Alison K. Okuda’s doctoral dissertation for New York University, Caribbean and African Exchanges: The Post-Colonial Transformation of Ghanaian Music, Identity, and Social Structure, re-examined popular conceptions of pan-Africanism by exploring connections between the music scenes in London and Ghana. Okuda discovered a reverse “Triangle Trade”: women and men from Anglophone Caribbean countries migrating to London, and then sometimes to Accra, Ghana (as well as from Ghana to London). “Rather than trading people and products, they were trading ideas and music,” Okuda notes. The height of movement was the 1950s up to 1962, after which the Commonwealth Immigrants Act restricted emigration to the U.K.
A faculty advisor introduced Okuda to CRL’s rich collection of African newspapers. These allowed her to explore the transformation of post-colonial Ghana during the process of nation building. “Social change through the music scene . . . is an area not readily found in government documents. Having access to such a large collection of major and specialized newspapers allowed me to learn about the ways that Ghanaians engaged with music, the African diaspora, and politics,” Okuda says.
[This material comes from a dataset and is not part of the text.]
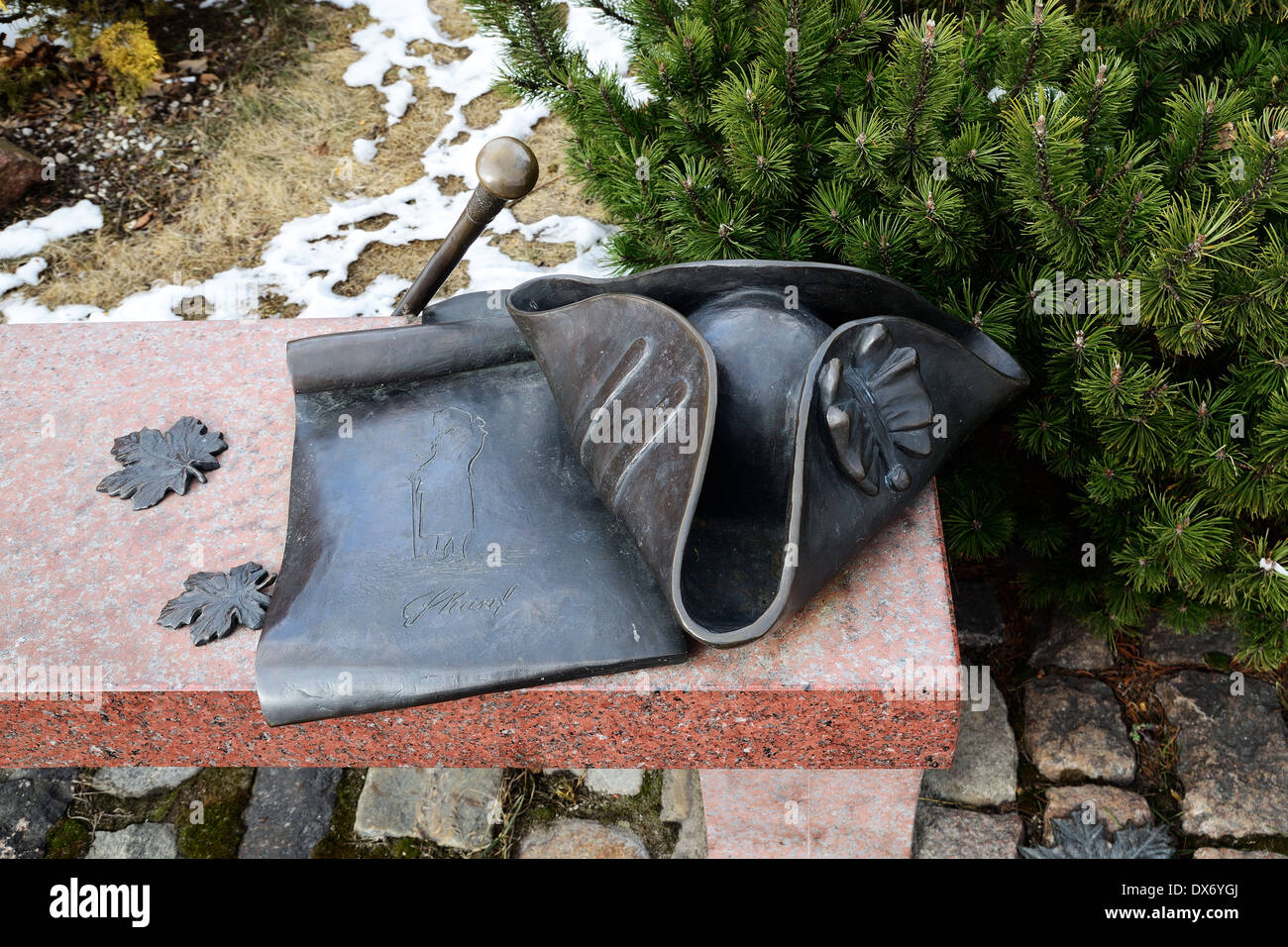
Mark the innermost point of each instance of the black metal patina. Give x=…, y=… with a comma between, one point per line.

Among the variety of resources at CRL collected by the Cooperative Africana Materials Project (CAMP), Okuda found newspapers including The Ghana Evening News, Ghana Times, Weekly Spectator and Sunday Spectator, Talking Drums, and Daily Mail. She also consulted archival materials from the Ivor Wilks-Phyllis Ferguson Collection of Material on Ghana (1950–1960), and departmental reports relating to the Gold Coast and British Togoland. Okuda notes that primary source materials held by CRL “really made my research more efficient, as I was able to access several collections of archives from my campus, and could use my time in the field to read other documents and interview people.”